The SMR for overall mortality was defined as the ratio of the observed to expected number of deaths. The expected numbers of deaths were calculated by multiplying the number of person-years in each stratum by the corresponding reference mortality rate downloaded from the Human Mortality Database (www.mortality.org).
Due to different cancer coding schemes in the four national cancer registers, we used the NORDCAN grouping of cancer diagnoses into 40 cancer sites to compare incidences across the four countries over time (Engholm et al., Reference Engholm, Ferlay, Christensen, Bray, Gjerstorff, Klint and Storm2010).

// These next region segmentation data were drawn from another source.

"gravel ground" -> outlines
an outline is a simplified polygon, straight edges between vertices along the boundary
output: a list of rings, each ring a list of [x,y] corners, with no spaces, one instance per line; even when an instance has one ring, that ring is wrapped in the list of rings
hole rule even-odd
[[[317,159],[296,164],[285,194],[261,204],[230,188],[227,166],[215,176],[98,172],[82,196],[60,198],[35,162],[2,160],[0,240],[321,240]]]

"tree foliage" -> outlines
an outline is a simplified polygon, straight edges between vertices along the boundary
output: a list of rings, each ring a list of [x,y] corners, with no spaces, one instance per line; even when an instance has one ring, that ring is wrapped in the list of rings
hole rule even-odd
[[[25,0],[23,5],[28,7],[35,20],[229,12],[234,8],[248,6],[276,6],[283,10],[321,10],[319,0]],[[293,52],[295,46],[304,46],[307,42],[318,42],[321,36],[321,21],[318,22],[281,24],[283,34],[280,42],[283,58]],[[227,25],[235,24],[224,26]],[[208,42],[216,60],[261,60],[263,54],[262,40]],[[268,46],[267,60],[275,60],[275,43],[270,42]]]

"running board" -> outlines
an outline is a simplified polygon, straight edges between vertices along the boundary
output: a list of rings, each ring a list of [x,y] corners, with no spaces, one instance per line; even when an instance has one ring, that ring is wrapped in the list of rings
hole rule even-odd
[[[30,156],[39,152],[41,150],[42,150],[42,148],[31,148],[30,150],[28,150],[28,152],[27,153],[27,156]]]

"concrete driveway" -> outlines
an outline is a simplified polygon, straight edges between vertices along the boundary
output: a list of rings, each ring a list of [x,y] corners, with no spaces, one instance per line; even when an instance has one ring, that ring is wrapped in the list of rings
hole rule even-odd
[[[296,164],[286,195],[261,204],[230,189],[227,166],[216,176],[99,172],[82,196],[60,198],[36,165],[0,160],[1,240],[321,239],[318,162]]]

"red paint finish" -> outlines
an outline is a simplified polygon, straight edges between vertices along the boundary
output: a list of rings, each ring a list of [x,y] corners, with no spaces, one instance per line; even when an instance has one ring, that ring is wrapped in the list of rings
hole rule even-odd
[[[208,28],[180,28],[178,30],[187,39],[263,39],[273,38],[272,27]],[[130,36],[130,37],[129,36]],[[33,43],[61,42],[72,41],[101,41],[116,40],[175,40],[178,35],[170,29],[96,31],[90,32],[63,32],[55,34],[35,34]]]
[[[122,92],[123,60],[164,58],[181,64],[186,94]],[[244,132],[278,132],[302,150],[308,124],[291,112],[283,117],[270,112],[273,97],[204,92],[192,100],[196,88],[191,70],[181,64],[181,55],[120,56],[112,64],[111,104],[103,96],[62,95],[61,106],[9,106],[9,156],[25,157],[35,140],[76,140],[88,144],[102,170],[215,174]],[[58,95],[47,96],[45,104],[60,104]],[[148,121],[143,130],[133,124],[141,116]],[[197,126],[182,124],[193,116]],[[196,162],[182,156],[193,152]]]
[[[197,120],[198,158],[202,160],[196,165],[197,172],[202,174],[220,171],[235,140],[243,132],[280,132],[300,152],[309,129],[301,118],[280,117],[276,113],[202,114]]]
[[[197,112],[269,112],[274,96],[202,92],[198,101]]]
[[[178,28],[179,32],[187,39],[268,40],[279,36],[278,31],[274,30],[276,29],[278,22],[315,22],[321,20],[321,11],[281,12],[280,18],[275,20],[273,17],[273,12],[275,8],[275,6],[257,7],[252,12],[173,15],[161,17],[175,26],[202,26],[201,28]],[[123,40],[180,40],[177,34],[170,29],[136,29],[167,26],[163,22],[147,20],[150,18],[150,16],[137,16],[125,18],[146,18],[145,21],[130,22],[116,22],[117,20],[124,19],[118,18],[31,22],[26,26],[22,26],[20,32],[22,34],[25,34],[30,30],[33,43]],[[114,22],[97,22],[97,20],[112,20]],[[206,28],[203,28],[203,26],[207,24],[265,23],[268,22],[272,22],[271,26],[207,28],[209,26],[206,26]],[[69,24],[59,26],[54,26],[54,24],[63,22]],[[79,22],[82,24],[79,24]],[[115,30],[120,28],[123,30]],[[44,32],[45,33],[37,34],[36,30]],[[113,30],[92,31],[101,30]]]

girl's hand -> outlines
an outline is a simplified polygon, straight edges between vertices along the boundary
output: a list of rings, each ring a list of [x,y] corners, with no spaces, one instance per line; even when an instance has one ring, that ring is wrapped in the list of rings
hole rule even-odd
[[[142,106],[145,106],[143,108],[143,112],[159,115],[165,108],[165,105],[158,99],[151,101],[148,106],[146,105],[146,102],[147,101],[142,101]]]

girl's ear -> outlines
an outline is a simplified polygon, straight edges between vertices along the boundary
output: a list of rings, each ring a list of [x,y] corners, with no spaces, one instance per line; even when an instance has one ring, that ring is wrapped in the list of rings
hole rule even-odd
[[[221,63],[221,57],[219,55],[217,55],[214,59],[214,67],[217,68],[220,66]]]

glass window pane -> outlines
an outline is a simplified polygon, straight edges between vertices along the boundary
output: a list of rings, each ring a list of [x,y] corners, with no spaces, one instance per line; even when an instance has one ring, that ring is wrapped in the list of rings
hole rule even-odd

The SIR was defined as the ratio of the observed to expected number of cancer cases. The expected numbers of cases for total cancer and for the specific cancer types were calculated by multiplying the number of person-years in each stratum by the corresponding cancer incidence rate in the national population obtained from the NORDCAN database. The NORDCAN database incidences are not adjusted for competing risk of death from other causes and hence underestimate the true incidence in each stratum. Analyses adjusting for competing risks of death have been implemented in other papers from NorTwinCan. For the 95% confidence intervals (CI) of the SMR and SIR estimates, it was assumed that the number of observed cases followed a Poisson distribution.
Results
More than 260,000 persons from same-sex twin-pairs in the Nordic twin registers were included and the accumulated number of person-years was 6.65 million (Table 1). The mean length of follow-up was 25.5 years. Zygosity was known for 78% of twin-pairs; the main reason for missing data was the unavailability of the twins (deaths or missing address data) or lack of response to questionnaires. Of those with known zygosity, 39% were MZ twins. The birth year distribution of the twins in each national twin cohort is described in Supplemental Figure S1.
Overall Mortality
The SMR during a twin’s first year of life was 4.44 (95% CI [4.23, 4.67]), reflecting the high-risk nature of twin pregnancies. The SMR’s estimates, excluding the first year of life, were between 0.93 and 0.99 in all countries (Table 2). The SMR for all countries combined varied from 0.89 in MZ twins to 1.28 in the twins with unknown zygosity (Table 3), with similar results in each of the four countries. The higher SMRs in twins with unknown zygosity reflect the higher rates of substance use, smoking and psychiatric problems among nonresponders to health surveys.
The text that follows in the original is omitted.